Patients with an intermittent closed lock will eventually manipulate the jaw and recapture (reduce) the disc. When the disc is reduced (slips back into its normal position) a click occurs, the locking resolves and normal function is reestablished until the problem recurs. If left untreated, intermittent closed lock tends to worsen over time leading to more severe joint damage, often progressing to a closed lock. Treatment will vary depending on the patient’s history, clinical findings and etiology of the disorder.

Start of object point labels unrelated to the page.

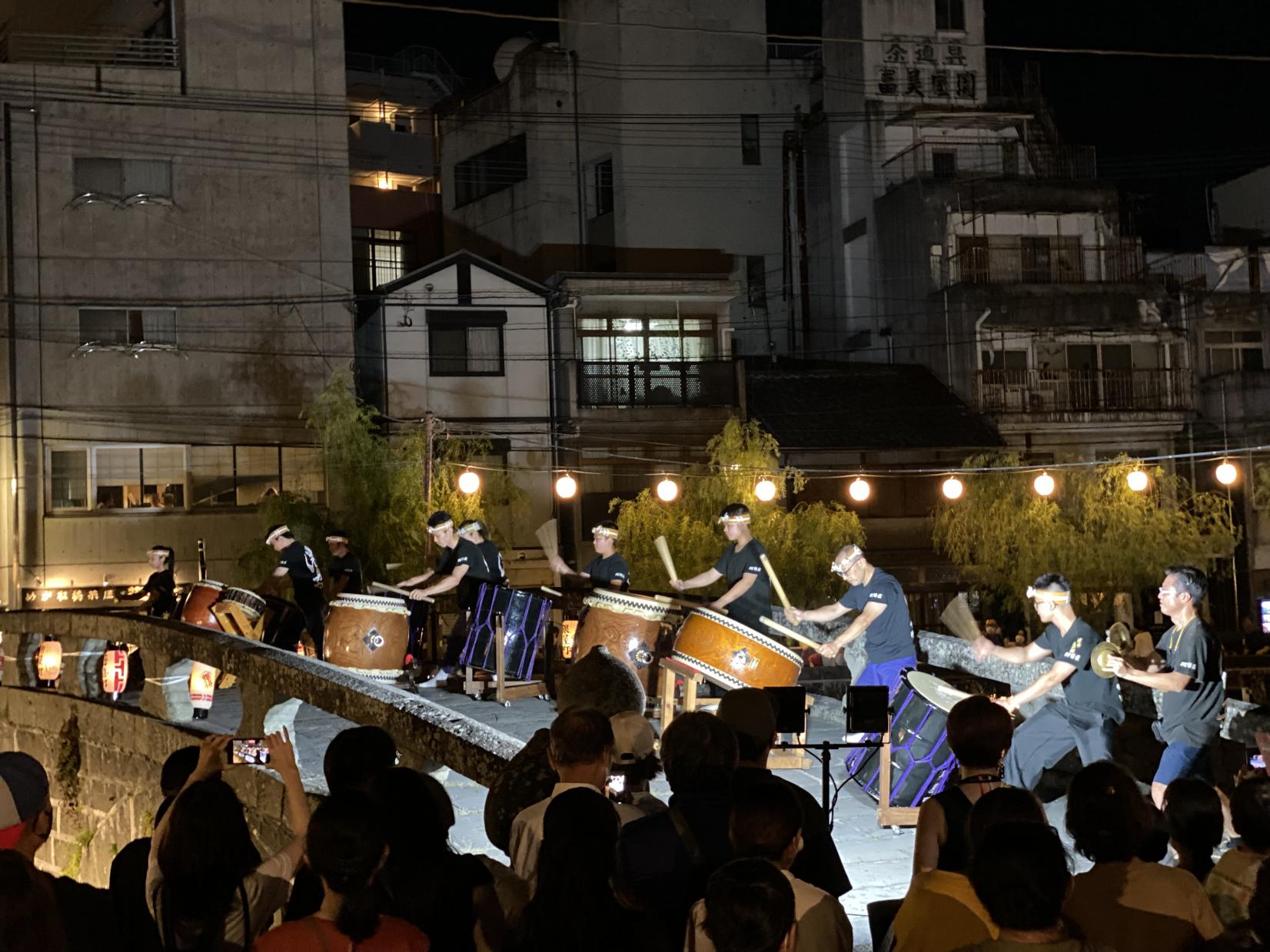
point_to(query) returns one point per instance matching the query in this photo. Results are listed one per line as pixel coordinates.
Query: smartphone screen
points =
(248, 751)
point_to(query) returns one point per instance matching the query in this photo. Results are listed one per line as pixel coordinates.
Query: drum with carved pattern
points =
(730, 655)
(635, 629)
(368, 635)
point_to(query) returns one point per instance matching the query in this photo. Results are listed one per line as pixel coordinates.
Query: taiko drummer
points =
(883, 620)
(750, 592)
(609, 566)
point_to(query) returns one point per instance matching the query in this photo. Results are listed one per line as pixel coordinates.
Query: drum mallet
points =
(664, 551)
(776, 583)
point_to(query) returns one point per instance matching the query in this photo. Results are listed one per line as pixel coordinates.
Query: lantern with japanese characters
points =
(115, 669)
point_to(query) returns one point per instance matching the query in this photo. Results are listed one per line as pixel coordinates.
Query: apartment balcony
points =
(1073, 393)
(657, 383)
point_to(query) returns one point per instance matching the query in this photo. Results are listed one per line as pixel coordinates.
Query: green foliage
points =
(375, 490)
(800, 541)
(1096, 531)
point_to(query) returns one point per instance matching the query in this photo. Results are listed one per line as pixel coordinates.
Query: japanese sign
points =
(927, 69)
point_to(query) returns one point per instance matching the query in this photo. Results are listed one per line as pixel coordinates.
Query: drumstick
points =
(664, 551)
(792, 634)
(776, 583)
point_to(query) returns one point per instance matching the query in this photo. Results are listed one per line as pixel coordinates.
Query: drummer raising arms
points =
(1186, 667)
(883, 620)
(296, 560)
(344, 569)
(1090, 710)
(607, 568)
(750, 592)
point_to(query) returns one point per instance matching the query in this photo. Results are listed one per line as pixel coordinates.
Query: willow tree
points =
(375, 489)
(1102, 536)
(800, 541)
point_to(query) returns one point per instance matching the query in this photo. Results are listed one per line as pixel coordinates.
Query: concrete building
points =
(178, 277)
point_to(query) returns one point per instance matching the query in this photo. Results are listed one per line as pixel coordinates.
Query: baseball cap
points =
(23, 794)
(748, 711)
(633, 738)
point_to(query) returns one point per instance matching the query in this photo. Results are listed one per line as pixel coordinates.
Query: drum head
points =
(936, 691)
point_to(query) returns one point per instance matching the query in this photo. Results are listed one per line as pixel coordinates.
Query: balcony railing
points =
(1046, 262)
(66, 50)
(657, 383)
(1082, 391)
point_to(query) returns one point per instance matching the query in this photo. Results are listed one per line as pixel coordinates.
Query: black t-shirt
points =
(610, 569)
(890, 635)
(1190, 716)
(161, 588)
(1083, 689)
(347, 566)
(298, 559)
(757, 599)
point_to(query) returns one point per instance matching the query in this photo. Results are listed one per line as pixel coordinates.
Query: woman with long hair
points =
(347, 848)
(206, 885)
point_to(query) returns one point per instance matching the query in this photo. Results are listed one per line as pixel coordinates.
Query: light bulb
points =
(567, 486)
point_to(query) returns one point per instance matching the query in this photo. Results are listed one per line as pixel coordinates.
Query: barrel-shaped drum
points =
(732, 655)
(200, 599)
(635, 629)
(368, 635)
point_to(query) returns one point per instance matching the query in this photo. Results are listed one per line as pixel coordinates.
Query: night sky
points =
(1165, 128)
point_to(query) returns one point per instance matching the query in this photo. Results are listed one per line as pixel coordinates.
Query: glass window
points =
(69, 479)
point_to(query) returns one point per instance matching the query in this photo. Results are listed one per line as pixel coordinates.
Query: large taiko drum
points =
(730, 655)
(200, 599)
(633, 627)
(368, 635)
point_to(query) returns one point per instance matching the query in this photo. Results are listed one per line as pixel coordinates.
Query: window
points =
(1231, 350)
(128, 327)
(944, 163)
(124, 178)
(950, 14)
(381, 255)
(465, 343)
(751, 153)
(601, 178)
(490, 171)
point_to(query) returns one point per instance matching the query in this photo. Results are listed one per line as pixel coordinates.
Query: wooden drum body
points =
(368, 635)
(633, 627)
(730, 655)
(200, 599)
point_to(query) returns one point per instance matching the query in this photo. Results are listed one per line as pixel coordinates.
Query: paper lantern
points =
(115, 669)
(48, 660)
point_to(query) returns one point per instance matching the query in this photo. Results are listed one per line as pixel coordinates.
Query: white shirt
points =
(527, 831)
(822, 926)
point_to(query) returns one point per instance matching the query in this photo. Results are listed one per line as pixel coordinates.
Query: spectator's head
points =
(1001, 806)
(1019, 872)
(766, 823)
(582, 747)
(699, 753)
(750, 908)
(204, 853)
(356, 755)
(979, 733)
(1108, 817)
(1195, 825)
(634, 749)
(28, 914)
(752, 718)
(346, 847)
(25, 811)
(1250, 813)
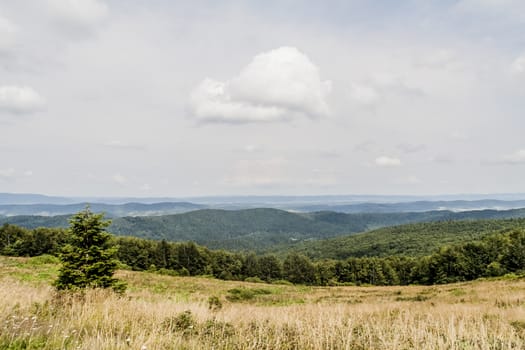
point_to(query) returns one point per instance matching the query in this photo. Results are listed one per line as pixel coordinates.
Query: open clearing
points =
(165, 312)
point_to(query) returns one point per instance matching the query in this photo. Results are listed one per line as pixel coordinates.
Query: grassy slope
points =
(162, 312)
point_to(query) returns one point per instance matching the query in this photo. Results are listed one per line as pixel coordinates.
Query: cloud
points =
(120, 179)
(79, 14)
(7, 174)
(518, 66)
(366, 95)
(7, 34)
(117, 144)
(385, 161)
(20, 100)
(379, 88)
(275, 86)
(410, 148)
(508, 8)
(145, 187)
(259, 173)
(438, 59)
(517, 157)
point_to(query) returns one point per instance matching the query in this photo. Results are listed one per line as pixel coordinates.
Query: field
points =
(164, 312)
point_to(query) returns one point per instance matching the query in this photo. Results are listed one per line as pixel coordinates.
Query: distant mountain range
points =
(260, 229)
(34, 204)
(111, 210)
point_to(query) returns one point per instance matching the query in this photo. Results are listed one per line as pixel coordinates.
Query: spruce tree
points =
(88, 261)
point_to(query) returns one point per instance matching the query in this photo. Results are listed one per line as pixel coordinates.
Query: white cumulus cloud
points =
(7, 174)
(275, 86)
(7, 33)
(20, 100)
(386, 161)
(517, 157)
(120, 179)
(518, 66)
(82, 14)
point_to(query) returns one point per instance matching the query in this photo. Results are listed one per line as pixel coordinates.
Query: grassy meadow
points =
(165, 312)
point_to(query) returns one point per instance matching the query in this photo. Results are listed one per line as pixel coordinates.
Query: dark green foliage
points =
(298, 269)
(451, 252)
(262, 230)
(270, 268)
(408, 240)
(88, 261)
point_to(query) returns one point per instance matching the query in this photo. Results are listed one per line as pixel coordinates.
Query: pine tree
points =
(89, 260)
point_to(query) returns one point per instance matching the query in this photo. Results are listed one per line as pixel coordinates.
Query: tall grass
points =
(163, 312)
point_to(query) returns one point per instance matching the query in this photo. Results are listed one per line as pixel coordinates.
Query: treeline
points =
(494, 255)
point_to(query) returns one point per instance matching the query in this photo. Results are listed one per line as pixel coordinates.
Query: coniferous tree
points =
(89, 260)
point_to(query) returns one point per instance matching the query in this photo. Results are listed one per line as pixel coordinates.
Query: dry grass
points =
(478, 315)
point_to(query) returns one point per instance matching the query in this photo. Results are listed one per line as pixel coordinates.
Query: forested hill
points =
(259, 229)
(417, 239)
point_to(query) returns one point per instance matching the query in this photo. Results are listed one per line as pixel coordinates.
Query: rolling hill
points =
(264, 229)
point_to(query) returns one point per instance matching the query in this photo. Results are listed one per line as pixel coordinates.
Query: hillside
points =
(112, 210)
(416, 239)
(261, 229)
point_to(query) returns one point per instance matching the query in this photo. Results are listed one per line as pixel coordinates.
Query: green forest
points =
(262, 230)
(441, 252)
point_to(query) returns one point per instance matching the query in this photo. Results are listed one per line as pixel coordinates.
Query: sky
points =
(201, 98)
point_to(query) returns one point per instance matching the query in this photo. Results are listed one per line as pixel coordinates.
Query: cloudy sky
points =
(191, 98)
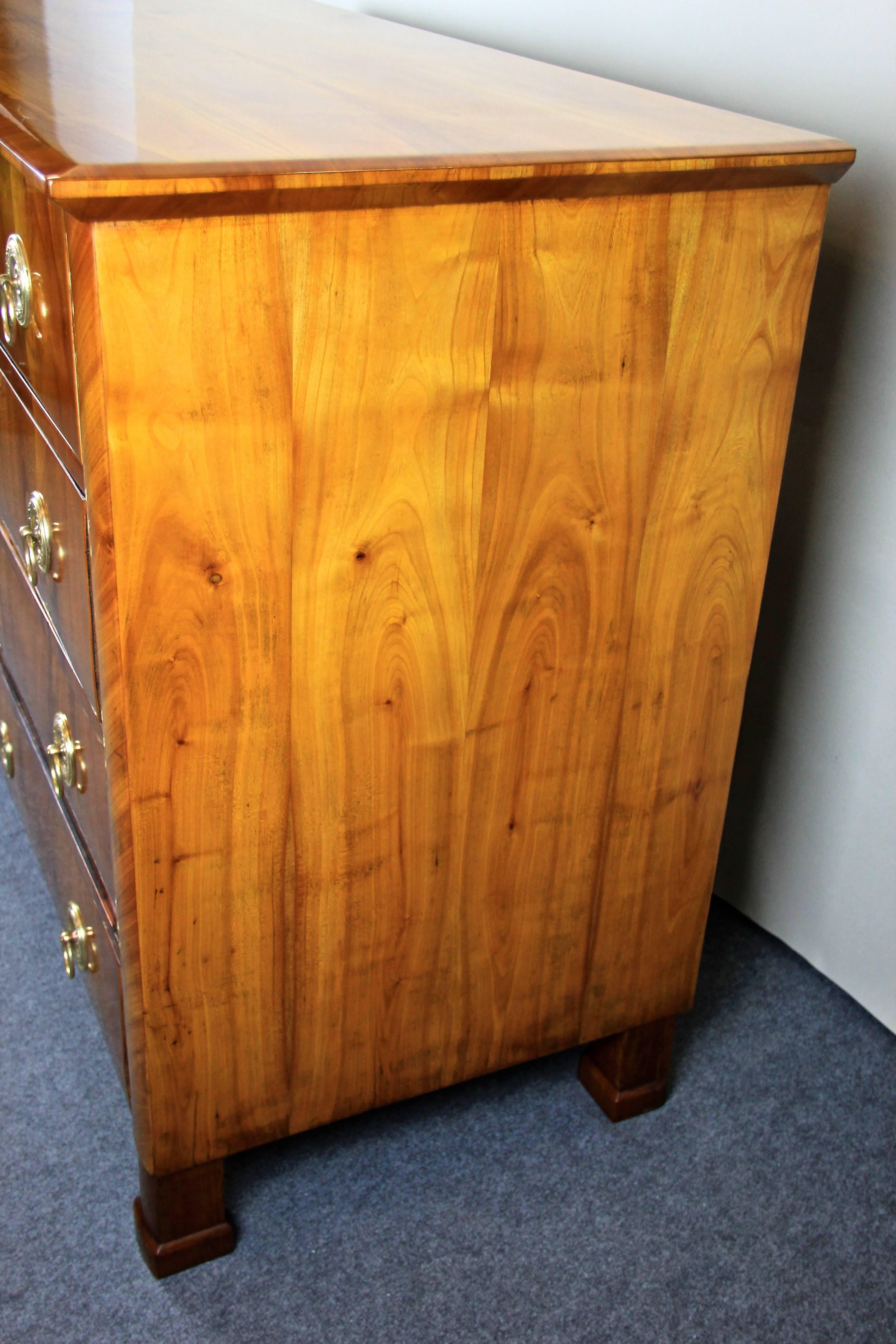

Closed lock; the disc is permanently misaligned in a forward position relative to the condyle and cannot be reduced by the patient with jaw manipulation (see: Intermittent Closed Lock for details). The patient cannot open more than 25-30mm. Treatment will vary depending on the patient’s history and other findings revealed during examination. It may be necessary to obtain a C.T. scan, and/or an M.R.I. scan to help determine more detailed information regarding the joint damage. Treatment for a closed lock may require arthrocentesis (joint irrigation), occlusal splint therapy, and/or surgery.
The following list represents some of the common symptoms and findings associated with TMJ disorders.
In general, long term TMJ disorders (years) are more difficult to resolve than short term TMJ disorders (months). Patients with short term problems and no prior history of TMJ disorder usually have a good prognosis for complete recovery. Although many patients with long term (chronic) TMJ disorders also benefit from complete recovery, some patients with chronic TMJ disorders experience recurrent episodes of pain and functional difficulties throughout their lives. Nevertheless, with time and effort these patients can learn to manage their TMJ disorder and enjoy a significantly improved quality of life. Therefore, patient education is a particularly important component of treatment. Patients need to understand the underlying cause for their TMJ disorder, what triggers it or exacerbates it, and what needs to be done to get it back under control. A reasonable goal in cases with chronic, recurrent TMJ disorder is management of the disorder rather than a cure.